As you can well imagine, by the time my Tim died, I was seriously in debt, had filed bankruptcy and had (and still have) huge IRS problems to deal with.
I know that part of your message is going to be that many people can’t afford any insurance or health care, and even those who can are often facing an uphill battle getting insurance to actually cover the supposed top-of-the-line, state-of-the-arts drugs, surgeries and treatments. These are all important issues to expose.
But, there is another, equally important point I’m hoping you’ll also include in your film: medical care, even among the insured, is seriously compromised in the U.S.
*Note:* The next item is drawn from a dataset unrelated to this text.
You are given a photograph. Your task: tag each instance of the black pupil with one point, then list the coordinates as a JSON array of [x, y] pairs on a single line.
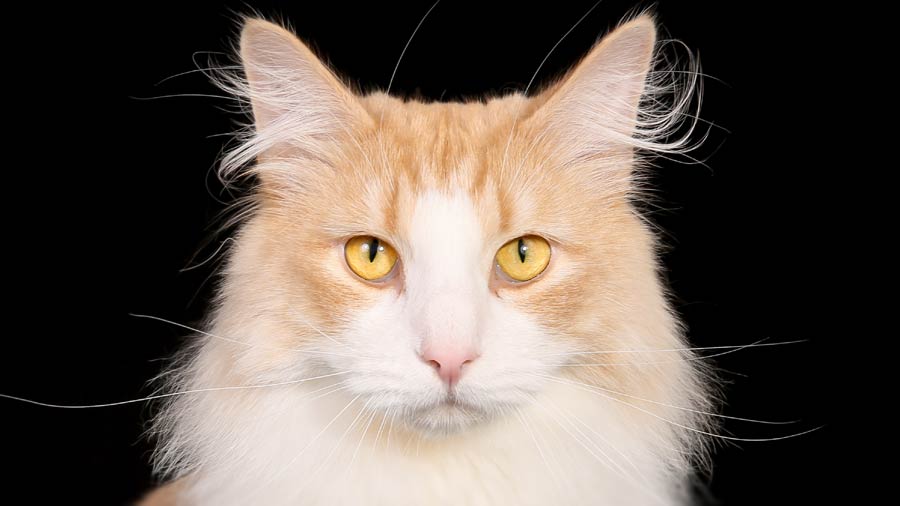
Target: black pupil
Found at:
[[373, 250]]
In fact, a lot of the medical care provided in this country is quite bad. What is GREAT, however, are the PR firms that tout the wonders of various drugs, devices, treatments, and medical specialties. The AMA, AHA, and all the pharmaceutical companies are paying out billions in advertising, marketing, PR and promotions to sell, sell, sell us on the ideas they are paid to sell. They convince us all -- and maybe themselves, too.
Lots of these so-called “life-saving drugs” are really not life-saving at all. They are simply money-making products that pharmaceutical companies have convinced both patients (via TV advertising) and doctors (via sales reps) that their patients need. In many cases, lifestyle changes would bring far better results. But patients end up NOT buying food in order to purchase these “life-saving drugs,” many of which they probably don’t need. And they just get sicker and sicker – and more dependant on their doctors, their drugs and “the system,” in general.
During Tim’s many hospitalizations, time and again there were instances of medication errors (overmedications, undermedication, mismedication) and other medical mistakes that landed him near death in the ICU.
Doctors gave Tim medicines he didn’t need, for which we were charged hundreds, sometimes thousands, of dollars.
There were doctors who preferred to operate, rather than use cheaper, simpler solutions.
Many doctors (whose names we didn’t even know) poked their heads in the door of his hospital room, charging several hundred dollars per “poke.”
It was amazing – and horrifying.
I hope you will agree that these kinds of stories also belong in your film, and I hope you will consider using them. (I can also put you in touch with dozens of other people with similar stories.)
As you can probably tell, I am very excited to hear that you are making this important film. I hope you’ll call on me to share my information, stories and experiences.